Yep, I pulled the Bible card. Seriously though. Scripture talks about clothing more than you might think. In Isaiah 20, God tells Isaiah to go naked and barefoot for three years as a symbol to Egypt and Cush. Micah did the same to show God’s remorse about Israel’s sin. In Luke 3, John the Baptizer tells a crowd that anyone with two shirts should share with people who have none. Jesus says in Matthew 6 that we shouldn’t worry about what we wear. I don’t think he was talking about being fashionable. He says that the flowers don’t work or make their own clothes, and God clothes them more beautifully than King Solomon. Being mindful about clothing doesn’t mean distressing more about what to wear. Jesus says we shouldn’t spend our time worrying about such things. He does say we should worry about what others wear. In Matthew 25, Jesus tells us that when we clothe or don’t clothe the needy, we clothe or don’t clothe him. Those who don’t clothe him are sent to eternal punishment! It would make things a lot easier if we could all just go Garden of Eden style.

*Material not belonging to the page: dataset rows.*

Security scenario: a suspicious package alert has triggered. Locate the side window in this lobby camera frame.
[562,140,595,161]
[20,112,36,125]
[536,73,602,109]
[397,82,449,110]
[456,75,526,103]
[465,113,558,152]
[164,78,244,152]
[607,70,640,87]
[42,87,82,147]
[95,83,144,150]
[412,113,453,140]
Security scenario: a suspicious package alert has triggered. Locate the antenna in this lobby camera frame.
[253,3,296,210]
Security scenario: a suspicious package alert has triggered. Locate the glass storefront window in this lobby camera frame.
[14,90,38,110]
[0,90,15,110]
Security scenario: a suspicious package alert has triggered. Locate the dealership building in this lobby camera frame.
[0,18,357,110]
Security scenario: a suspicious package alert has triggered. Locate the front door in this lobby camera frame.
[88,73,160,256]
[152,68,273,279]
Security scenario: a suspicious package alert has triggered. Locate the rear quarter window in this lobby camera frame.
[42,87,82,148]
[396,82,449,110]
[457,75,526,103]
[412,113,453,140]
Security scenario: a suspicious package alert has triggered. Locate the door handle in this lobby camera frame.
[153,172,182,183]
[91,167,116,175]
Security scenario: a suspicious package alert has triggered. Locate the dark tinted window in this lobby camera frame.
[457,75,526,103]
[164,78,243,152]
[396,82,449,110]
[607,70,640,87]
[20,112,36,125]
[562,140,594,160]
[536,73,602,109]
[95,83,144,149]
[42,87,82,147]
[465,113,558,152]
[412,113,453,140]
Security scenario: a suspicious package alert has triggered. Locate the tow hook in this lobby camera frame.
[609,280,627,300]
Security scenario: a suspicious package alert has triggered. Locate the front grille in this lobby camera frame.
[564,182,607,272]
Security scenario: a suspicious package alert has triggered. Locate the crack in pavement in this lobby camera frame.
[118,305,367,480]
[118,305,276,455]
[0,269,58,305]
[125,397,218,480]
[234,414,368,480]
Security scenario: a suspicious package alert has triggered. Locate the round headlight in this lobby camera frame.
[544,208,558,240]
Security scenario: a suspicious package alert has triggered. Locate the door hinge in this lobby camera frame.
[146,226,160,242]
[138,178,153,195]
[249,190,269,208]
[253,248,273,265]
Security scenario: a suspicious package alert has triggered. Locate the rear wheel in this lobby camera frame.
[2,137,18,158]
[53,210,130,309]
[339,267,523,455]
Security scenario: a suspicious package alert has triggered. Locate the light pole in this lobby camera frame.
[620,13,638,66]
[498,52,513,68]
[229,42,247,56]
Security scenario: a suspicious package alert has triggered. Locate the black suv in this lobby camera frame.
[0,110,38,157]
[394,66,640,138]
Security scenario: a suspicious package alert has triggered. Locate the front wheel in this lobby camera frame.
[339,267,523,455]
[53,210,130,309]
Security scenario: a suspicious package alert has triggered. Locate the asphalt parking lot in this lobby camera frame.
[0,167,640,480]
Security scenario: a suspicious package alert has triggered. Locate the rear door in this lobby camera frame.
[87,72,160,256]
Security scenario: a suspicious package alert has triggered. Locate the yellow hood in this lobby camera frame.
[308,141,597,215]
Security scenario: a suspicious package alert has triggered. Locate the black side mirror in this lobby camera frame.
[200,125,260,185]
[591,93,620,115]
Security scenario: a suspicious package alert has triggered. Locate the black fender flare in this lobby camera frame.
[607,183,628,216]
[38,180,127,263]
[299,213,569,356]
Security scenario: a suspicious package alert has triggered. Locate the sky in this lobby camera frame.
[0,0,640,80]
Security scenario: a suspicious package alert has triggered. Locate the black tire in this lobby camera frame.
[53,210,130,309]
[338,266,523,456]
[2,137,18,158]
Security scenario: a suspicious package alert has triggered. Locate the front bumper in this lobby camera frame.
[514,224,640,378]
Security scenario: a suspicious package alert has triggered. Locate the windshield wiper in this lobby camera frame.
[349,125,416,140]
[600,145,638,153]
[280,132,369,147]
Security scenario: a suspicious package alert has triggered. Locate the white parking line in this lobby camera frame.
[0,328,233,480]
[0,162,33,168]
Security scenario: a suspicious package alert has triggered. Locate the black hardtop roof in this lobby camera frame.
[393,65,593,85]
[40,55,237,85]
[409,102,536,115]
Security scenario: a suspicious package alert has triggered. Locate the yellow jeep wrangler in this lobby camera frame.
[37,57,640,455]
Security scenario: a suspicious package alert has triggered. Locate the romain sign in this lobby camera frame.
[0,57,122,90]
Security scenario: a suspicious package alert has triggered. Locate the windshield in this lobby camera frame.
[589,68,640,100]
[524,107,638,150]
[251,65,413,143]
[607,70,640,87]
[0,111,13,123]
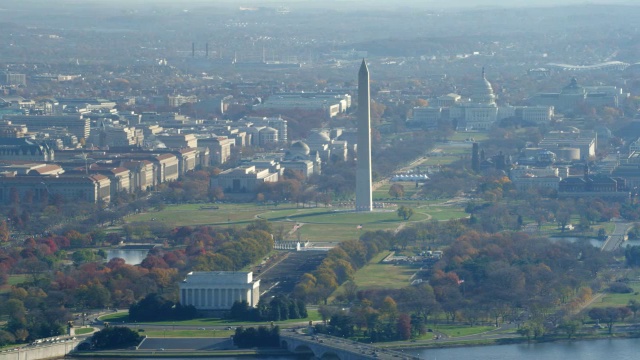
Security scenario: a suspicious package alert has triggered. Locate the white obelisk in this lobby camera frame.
[356,59,373,211]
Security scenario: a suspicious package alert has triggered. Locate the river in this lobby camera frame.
[406,339,640,360]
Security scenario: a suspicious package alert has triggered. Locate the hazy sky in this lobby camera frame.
[21,0,640,8]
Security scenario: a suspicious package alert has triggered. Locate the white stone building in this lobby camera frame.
[179,271,260,310]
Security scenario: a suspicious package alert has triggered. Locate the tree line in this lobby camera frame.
[0,222,273,343]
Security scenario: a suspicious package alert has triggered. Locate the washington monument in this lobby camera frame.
[356,59,373,211]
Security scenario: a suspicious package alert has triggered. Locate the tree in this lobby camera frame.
[397,205,413,221]
[389,184,404,199]
[627,299,640,319]
[558,320,582,339]
[396,314,411,340]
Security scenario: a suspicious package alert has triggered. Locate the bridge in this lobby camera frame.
[280,330,420,360]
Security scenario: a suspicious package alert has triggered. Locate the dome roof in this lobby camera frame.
[471,68,496,104]
[260,127,278,134]
[307,131,331,143]
[289,141,311,155]
[561,77,585,94]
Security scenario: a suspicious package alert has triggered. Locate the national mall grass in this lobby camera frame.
[354,251,417,290]
[126,201,466,241]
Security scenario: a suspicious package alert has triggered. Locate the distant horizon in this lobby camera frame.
[10,0,640,9]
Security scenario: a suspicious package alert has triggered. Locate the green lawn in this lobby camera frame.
[75,328,94,335]
[100,310,322,328]
[141,325,235,338]
[591,282,640,307]
[126,204,282,227]
[127,202,467,241]
[449,131,489,142]
[418,325,495,340]
[353,251,417,290]
[372,181,420,202]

5. Clothing can promote materialism, idolatry, and social injustice

When we focus so much on what we wear, we run the risk of valuing physical possessions more than we should. We may idolize certain types of clothing or people who wear them when we spend too much time concerning ourselves with clothing. This applies to all types of styles. Advocacy groups have criticized companies like Nike for supporting sweatshops and oppressive labor institutions (Low Rating for Nike, other Industry Leaders on Labour Rights). Although there is debate on this topic, we may indirectly support such injustice when we purchase from these companies. Even welfare-oriented companies like TOMS have been accused of causing more harm than good (TOMS Shoes: God Marketing-Bad Aid). What are we to do when it seems like every option causes problems? Fair trade and sustainable models may make more expensive clothing, but their impact on the world around us seems to be much more positive. Also, most thrift stores like Goodwill and Salvation Army support humanitarian efforts with their shops.

Being careless about what we wear can lead to waste and corruption, and caring too much can become unhealthy devotion to clothing. The point is not to wear one type of clothing or another, nor is it to put forth a certain amount of effort and thought. We need to be aware of what impact our clothing has on ourselves, our neighbor, and the world.